Frankfurt a. M. - Altstadt - Dom-Römer-Areal

  • Ein Grund sich zurückzulehnen ist das aber bei weitem noch nicht. Die Rekonstruktion etlicher nicht minder wichtiger Gebäude (Flechte, Schildknecht, die Nachbarhäuser vom Roten Haus,...) ist damit immer noch nur im Bereich des Möglichen.
    Überhaupt, was beim Roten Haus (originaler oder "neuer" Tuchgaden, Metzgerhöfchen) und mit dem Archäologischen Garten passieren wird, da weiß man immer noch nichts.
    Und wenn jemand wie der Duchscherer dann ne Parzelle auf dem Gebiet bekommt dann Gute Nacht. Dem seine beiden Architektenentwürfe kommen dann überspitzt formuliert von Jourdan und Franzke...

    Also, ja nicht nachlassen

  • Zitat von "Rohne"

    Und wenn jemand wie der Duchscherer dann ne Parzelle auf dem Gebiet bekommt dann Gute Nacht. Dem seine beiden Architektenentwürfe kommen dann überspitzt formuliert von Jourdan und Franzke...
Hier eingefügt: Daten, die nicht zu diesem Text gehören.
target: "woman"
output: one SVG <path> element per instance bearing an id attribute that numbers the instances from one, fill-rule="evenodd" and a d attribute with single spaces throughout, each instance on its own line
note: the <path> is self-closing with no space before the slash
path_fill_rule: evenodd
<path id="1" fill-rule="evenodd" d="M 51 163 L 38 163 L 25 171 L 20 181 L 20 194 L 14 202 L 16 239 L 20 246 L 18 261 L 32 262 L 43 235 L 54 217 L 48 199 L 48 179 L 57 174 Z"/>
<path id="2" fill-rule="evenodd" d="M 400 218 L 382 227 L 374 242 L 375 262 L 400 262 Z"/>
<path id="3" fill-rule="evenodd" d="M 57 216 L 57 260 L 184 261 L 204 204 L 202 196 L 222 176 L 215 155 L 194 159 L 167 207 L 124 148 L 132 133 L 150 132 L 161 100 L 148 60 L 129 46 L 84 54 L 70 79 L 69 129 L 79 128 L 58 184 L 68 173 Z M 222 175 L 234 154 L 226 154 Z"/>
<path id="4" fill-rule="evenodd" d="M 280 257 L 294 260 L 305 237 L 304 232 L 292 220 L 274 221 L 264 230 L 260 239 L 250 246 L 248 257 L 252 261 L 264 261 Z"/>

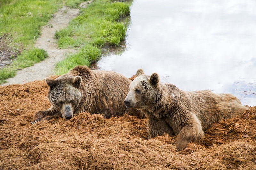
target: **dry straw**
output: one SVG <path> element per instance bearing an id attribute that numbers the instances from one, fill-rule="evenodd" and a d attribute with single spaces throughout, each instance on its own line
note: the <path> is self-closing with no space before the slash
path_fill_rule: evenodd
<path id="1" fill-rule="evenodd" d="M 146 119 L 82 113 L 30 125 L 49 108 L 43 81 L 0 87 L 0 169 L 255 169 L 256 107 L 214 124 L 179 152 L 146 139 Z"/>

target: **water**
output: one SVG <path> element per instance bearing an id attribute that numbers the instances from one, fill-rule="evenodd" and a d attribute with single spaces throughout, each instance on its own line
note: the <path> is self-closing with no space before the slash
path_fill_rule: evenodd
<path id="1" fill-rule="evenodd" d="M 134 0 L 125 44 L 97 66 L 127 77 L 142 68 L 182 90 L 255 106 L 255 0 Z"/>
    Ich weiß zwar nicht, wer Duchscherer ist, aber wenn jemand zwei Modernisten nimmt, die in ein enges Gestaltungssatzungs-Korsett eingeschnürt sind, dann können die auch keinen allzu großen Schaden mehr anrichten. Da wird dann zwar keine Reko dabei sein, aber man sieht ja schon am Haus am Dom, wie zahm Jochem Jourdan unter Zwang werden kann. das Ding ist zwar insgesamt immer noch mißlungen, aber das steile, schiefergedeckte Satteldach ist in Ordnung. Wenn man gesehen hat, was der Mann ursprünglich entworfen hatte. Und selbst sein Entwurf für das historische Museum war von den mir bekannten noch der erträglichste. Es kommt eben auf eine wirklich strenge Gestaltungssatzung an, der sich auch kein Archi durch Mauscheleien entziehen kann wie Behnisch am Pariser Platz in Berlin - dann können selbst solche Stadtzerstörer wie JJ unschädlich gemacht werden.
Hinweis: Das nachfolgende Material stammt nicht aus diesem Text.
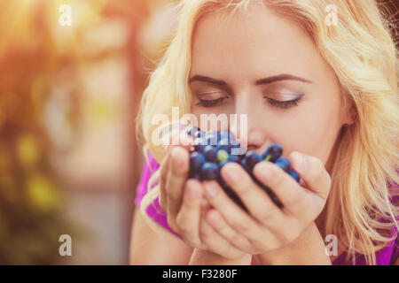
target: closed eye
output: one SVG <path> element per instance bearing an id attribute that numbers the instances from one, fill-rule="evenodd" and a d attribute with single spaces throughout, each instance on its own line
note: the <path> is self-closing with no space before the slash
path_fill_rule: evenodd
<path id="1" fill-rule="evenodd" d="M 278 107 L 278 108 L 282 108 L 282 109 L 288 109 L 291 107 L 294 107 L 294 106 L 298 106 L 302 96 L 293 99 L 293 100 L 288 100 L 288 101 L 278 101 L 278 100 L 275 100 L 270 97 L 264 97 L 266 99 L 266 101 L 268 102 L 269 104 L 270 104 L 271 106 L 274 107 Z"/>
<path id="2" fill-rule="evenodd" d="M 226 99 L 227 97 L 219 97 L 216 99 L 200 99 L 200 102 L 195 105 L 202 107 L 215 107 L 223 104 Z"/>

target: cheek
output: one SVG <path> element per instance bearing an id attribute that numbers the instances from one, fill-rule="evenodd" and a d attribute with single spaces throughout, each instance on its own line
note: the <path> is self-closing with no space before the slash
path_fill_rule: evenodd
<path id="1" fill-rule="evenodd" d="M 284 125 L 282 125 L 284 123 Z M 339 107 L 325 103 L 298 110 L 293 118 L 281 119 L 274 126 L 276 139 L 281 141 L 286 154 L 296 150 L 316 157 L 325 164 L 341 127 Z"/>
    Wenn nun all die angeblich bereitstehenden Interessenten hervorkommen, die auf ihrem Grundstück eine Reko bauen wollen, dann dürfte zumindest ein ähnlich hoher Reko-Anteil wie am Neumarkt DD realistisch sein.

  • Das Problem an Jourdan ist, dass er unfähig ist. Wenn ich jahrelang studiert habe und beruflich permanent nichts zu Stande bringe, ohne dass ich ständig von "Aufsichtspersonen" unter Druck gesetzt werden muss, habe ich eindeutig den Beruf verfehlt. Als Mediziner oder Jurist, um mal zwei Berufe zu nennen, die prinzipiell ähnlich viel Vorbildung erfordern, dürfte der Mann jedenfalls schon längst nicht mehr schaffen. Als Architekt mumpitzt man aber fleissig weiter, und das regt sicher nicht nur mich an dem Mann auf...
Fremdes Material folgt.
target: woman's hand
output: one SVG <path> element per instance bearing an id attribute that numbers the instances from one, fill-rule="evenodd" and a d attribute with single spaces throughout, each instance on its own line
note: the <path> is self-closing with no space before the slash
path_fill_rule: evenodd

  • Ich hoffe einfach mal, dass die "Stararchitekten" wie Jourdan gar keine Lust haben, sich an diesem Projekt zu beteiligen, da ihnen die Auflagen zu streng sind.

    APH - am Puls der Zeit

  • Die Gestaltungssatzung dürfte in der Tat der interessanteste Punkt werden. Nur roter Mainsandstein, wenigstens an den Fassaden nur Holz, Verputz oder Naturschiefer in altdeutscher Deckung, Giebeldächer mit der typischen Frankfurter Nase, kein Sichtbeton, kein sichtbarer Stahl, keine "hingerotzte" pseudo-moderne Fensterverteilung à la Haus am Dom - mit den paar Punkten wäre schon fast alles gewonnen.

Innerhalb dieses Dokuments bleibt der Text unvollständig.